TEATRO

FAMIGLIA

DRAMMATURGIA E REGIA DI VALENTINA ESPOSITO

“Siamo troppo vicini,
ma non vicini abbastanza”

 
In occasione del matrimonio dell’ultima e unica figlia femmina di una numerosa famiglia tutta al maschile, si riuniscono nuovamente tre generazioni di persone legate da antichi dolori e irrisolte incomprensioni. La cerimonia diventa pretesto per rimettere sullo stesso tavolo i padri dei padri e i figli dei figli, e consumare una vicenda d’amore e d’odio, sospesa tra passato e presente, sogno e realtà. Lo svolgimento della trama anima il vero significato di una pièce che prova a scandagliare l'anima di uomini che nei lunghi anni di reclusione hanno sofferto per gli affetti lontani, per i figli distanti, per gli amori perduti, e si trovano ora a tentare una ricostruzione emotiva di un rapporto difficile fatto di rivendicazioni e ribellioni. 

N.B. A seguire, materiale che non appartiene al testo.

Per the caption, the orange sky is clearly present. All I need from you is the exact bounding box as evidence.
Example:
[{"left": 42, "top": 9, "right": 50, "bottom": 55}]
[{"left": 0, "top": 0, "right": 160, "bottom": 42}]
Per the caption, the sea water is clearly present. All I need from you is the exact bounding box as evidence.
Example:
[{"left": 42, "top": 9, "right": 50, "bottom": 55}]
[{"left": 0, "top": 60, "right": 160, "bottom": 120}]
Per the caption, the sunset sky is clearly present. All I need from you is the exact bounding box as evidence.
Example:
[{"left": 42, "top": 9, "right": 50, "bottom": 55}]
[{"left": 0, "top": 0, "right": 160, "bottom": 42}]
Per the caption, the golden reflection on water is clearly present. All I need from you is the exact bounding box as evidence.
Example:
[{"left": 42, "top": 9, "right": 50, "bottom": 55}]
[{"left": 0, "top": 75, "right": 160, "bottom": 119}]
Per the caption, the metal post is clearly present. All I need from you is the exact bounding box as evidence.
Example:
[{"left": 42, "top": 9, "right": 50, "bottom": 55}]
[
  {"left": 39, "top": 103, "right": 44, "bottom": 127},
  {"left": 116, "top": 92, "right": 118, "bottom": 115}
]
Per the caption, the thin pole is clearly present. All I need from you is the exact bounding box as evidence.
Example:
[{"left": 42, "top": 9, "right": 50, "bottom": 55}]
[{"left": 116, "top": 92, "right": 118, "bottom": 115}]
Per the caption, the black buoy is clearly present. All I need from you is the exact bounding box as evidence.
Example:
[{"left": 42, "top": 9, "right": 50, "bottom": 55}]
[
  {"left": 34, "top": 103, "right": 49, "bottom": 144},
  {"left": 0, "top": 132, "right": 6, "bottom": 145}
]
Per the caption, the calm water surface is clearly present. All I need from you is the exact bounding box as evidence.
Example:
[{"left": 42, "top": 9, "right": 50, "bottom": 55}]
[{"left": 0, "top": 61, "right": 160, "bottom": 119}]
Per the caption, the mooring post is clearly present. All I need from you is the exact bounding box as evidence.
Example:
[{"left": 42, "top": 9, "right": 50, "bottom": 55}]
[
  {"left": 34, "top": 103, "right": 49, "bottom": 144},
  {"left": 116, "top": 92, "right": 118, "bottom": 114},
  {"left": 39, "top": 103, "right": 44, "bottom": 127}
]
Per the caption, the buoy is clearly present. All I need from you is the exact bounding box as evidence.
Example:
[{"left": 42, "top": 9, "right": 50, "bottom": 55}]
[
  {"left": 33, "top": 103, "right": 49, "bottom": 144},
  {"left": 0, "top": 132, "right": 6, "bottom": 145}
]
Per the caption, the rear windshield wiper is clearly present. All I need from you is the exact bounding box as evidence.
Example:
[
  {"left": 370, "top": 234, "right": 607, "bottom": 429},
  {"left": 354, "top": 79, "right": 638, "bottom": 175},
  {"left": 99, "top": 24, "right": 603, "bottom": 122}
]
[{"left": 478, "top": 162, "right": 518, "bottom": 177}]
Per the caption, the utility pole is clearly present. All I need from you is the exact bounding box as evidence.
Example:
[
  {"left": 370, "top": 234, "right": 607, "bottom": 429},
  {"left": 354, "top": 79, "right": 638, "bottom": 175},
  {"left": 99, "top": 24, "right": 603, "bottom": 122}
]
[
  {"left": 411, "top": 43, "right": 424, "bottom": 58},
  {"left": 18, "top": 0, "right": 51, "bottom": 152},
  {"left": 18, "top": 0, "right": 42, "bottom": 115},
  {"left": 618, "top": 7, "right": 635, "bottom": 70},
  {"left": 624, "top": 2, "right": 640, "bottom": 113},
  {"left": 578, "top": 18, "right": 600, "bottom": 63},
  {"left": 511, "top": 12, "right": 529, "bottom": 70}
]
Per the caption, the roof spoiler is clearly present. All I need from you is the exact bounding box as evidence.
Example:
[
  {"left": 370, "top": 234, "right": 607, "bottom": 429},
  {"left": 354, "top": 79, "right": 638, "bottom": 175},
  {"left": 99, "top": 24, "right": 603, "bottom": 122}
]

con Alessandro Bernardini, Christian Cavorso, Chiara Cavalieri, Matteo Cateni,
Viola Centi, Alessandro Forcinelli, Gabriella Indolfi, Giulio MaroncelliPiero Piccinin,
Giancarlo Porcacchia, Fabio Rizzuto, Edoardo Timmi, Cristina Vagnoli
e con Marcello Fonte, Palma d'Oro a Cannes 2018


costumi Mari Caselli
scenografia Andrea Grossi
luci Alessio Pascale
musiche Luca Novelli
fotografo di scena Jo Fenz

assistente di scena Simona Prundeanu 
organizzazione Giorgia Pellegrini, Fabiana Reale, Martina Storani, Sofia Tremontini
Ufficio Stampa Carla Fabi e Roberta Savona

Una produzione Fort Apache Cinema Teatro con il Patrocinio del Garante delle persone sottoposte a misure restrittive della libertà personale. Con il sostegno della Regione Lazio_Contributi allo spettacolo dal vivo per l’annualità 2019, ai sensi del regolamento regionale 2 agosto 2018 n. 20 - Paragrafo 1 "Produzione dello spettacolo dal vivo" -  L.r. n. 15/2014
In collaborazione con Direzione di Rebibbia N.C., Tribunale di Sorveglianza di Roma, U.E.P.E. Ufficio di Esecuzione Penale Esterna di Roma, La Sapienza Università degli Studi di Roma – Dipartimento di Storia Antropologia Religioni Arte e Spettacolo SARAS 

Note di regia
Questo spettacolo è dedicato a chi non c’è. Ai figli lontani e ai padri che sono morti mentre i figli erano lontano. Sulla scena ci sono tutti, le persone, i personaggi, i fantasmi. Non importa se non c’è più il muro di un carcere a separarli. Ancora una volta questi attori usano il teatro per quello che serve, per colmare una distanza, per aggredire il senso di colpa, per sostenere il peso del giudizio. Per parlare a chi forse è in platea o forse non c’è più. Ed è in questo sforzo e in questa necessità che ci raccontano della famiglia, della ferocia degli affetti, dell’amore e della violenza, della solitudine. Del tempo che passa. In un semplice, tragico, commovente passaggio dalla realtà alla finzione.